A group of village residents participated in Theriso Revolt of 1905, in the context of the Cretan Revolution seeking to unite Crete with the rest of Greece.
During the Nazi occupation, Nazi forces set up base in the village and had ammunition stock kept around the area; they organised air defence forces around the village. Residents tried to fight conquerors in every manner possible. They organised resistance groups with the participation of soldiers who had returned from the Albanian front and other young men. Some of them had organised themselves in the surrounding mountains and were involved in the Resistance.
Painter Stephanos Nikolaidis (1814-1907) was born in the village; he is famous for his historical notes and icon painting. Icons painted by Stefanos Nikolaidis are found in the old church of Agios Minas, as well as at Agios Titos (St. Titus) and Agia Zoni (Holy Belt) in Agies Paraskies.
- Agiou Georgiou (St. George’s) square in the upper village, where the statue by sculptor Parmakeles stands, and enjoy its picturesque little cafés.
- To the west of the village, on the main road and next to the chapel of Agios Nektarios (St. Nectarios), is the Fountain of Ali Efendi, built in 1728. Take a moment to observe the inscription in Arabic that says: “Ali Efendi donates this with all his heart, so that passers-by may drink to the memory of Hanum Luhuna”. The fountain has been restored and is a jewel for the region.

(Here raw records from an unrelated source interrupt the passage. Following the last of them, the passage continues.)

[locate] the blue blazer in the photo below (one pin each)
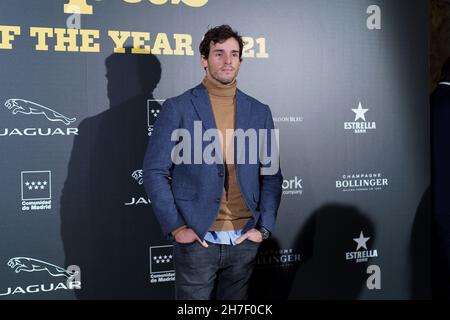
(190, 194)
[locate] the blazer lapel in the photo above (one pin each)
(203, 108)
(242, 111)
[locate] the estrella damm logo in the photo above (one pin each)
(81, 6)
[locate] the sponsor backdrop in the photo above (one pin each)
(83, 81)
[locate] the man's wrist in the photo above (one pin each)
(264, 232)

- The old cobblestone road (at Tzagari Kalami location), at the foot of the village hill..
Village Wine-Making Contest
The local wine-making contest is an independent yet integral part of the ‘Wine Routes’, established in recent years as a participatory event; it revives the custom that wants all local wine producers opening their barrels and contesting; the judges are professional oenologists. This contest is held in November at Agies Paraskies and numerous producers participate with their wines, while crowds of guests from the entire island arrive to taste the wines and the local dishes prepared by the Cultural Association, village women and the Municipal authorities.
The view of oenologists-judges reflects the impact of the event: the quality of local winemaking has soared in recent years and part of the success is due to the contest. Furthermore, the event is not limited to a wine-tasting evening, but it includes speeches by eminent connoisseurs on vinification and viticulture (e.g. a two-day meeting dedicated to wine and vineyards) as well as parallel cultural events (concerts, theatrical performances, film and documentary screenings, fine art works, local product exhibitions, etc.).